This DIY personalized doormat is another super-easy and inexpensive DIY project.
I like personalizing home decorating items, as you can see from the monogram lampshade and the house number planter I already made.
One-of-a-kind items that are specifically made for your home with your initials or numbers add such charm and sophistication to your home.
Why stop with a lamp or a planter? I made this doormat in 10 minutes: a personalized doormat!
Adding our last name would have been pretty involved, so I decided to add the next best thing: our house number!
It’s a good thing I’m such a recycler — I had held on to the template of the number I had made for my planter.

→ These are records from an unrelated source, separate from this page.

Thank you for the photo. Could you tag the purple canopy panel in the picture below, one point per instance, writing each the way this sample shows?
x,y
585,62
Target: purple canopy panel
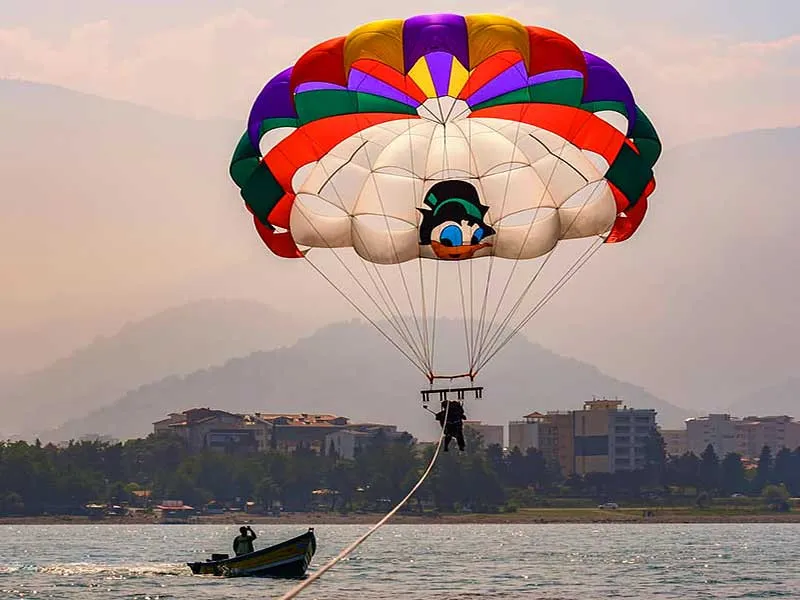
x,y
313,86
439,65
275,100
603,82
554,76
363,82
424,34
513,78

This way I was able to reuse it for this project and create a unified look for our front entrance with the planter and the doormat.
You obviously could add anything to your personalized doormat; it doesn’t have to be a number. You could add the shape of a cat or dog, or a pretty border, and you could use paint in different colors and get really elaborate.
DIY Personalized Doormat Tutorial
You will need these supplies:
- doormat (I found mine at the dollar store)
- paint (I used Krylon Short Cuts paint in Gloss White)
- cardboard for template
- painter’s tape
- a pencil or pen
- scissors
- Draw the outline of the number, letter, or shape you chose on on the cardboard. I used a paper folder, which is easy enough to cut but sturdy enough to withstand the paint later on.
- Cut out the template. For my number 6, I had to make sure to hold on to the inside circles of the 6.
- Place the template on the doormat and secure it with painter’s tape. I like painter’s tape for this part because it secures the template just enough. I also taped down the circles of my number 6.
- I decided to place my template on the edge of the doormat. I didn’t want the number to get messed up by the first guests who clean their shoes on the mat.
- Start painting out the template, making sure to really push down on the edge of the template when you paint over it so that no paint goes beyond the outline. Make sure not to use too much paint so that it doesn’t run under the template.
- The doormat will soak up quite a bit of paint, and it took two coats of paint to get enough on the doormat to look nice. The numbers could have even used another coat.
- Another way to paint the doormat would be to use spray paint. I was worried that the spray paint might get under the template, that’s why I didn’t use it and opted to hand paint the numbers.
- After you are sure the paint is dry, slowly lift off the template from the doormat and you are ready to display it!
I’d hold on to your template for future doormats since they don’t last forever. Or maybe you want to make a couple more for your house or as a gift.
I’m curious how long it will look nice. To make it last longer, you could always add another layer of paint to it after it gets scuffed up a bit.
You could also personalize a floormat that goes under your pet’s food and water bowl, or a floormat in front of your sink.
How would you personalize your doormat?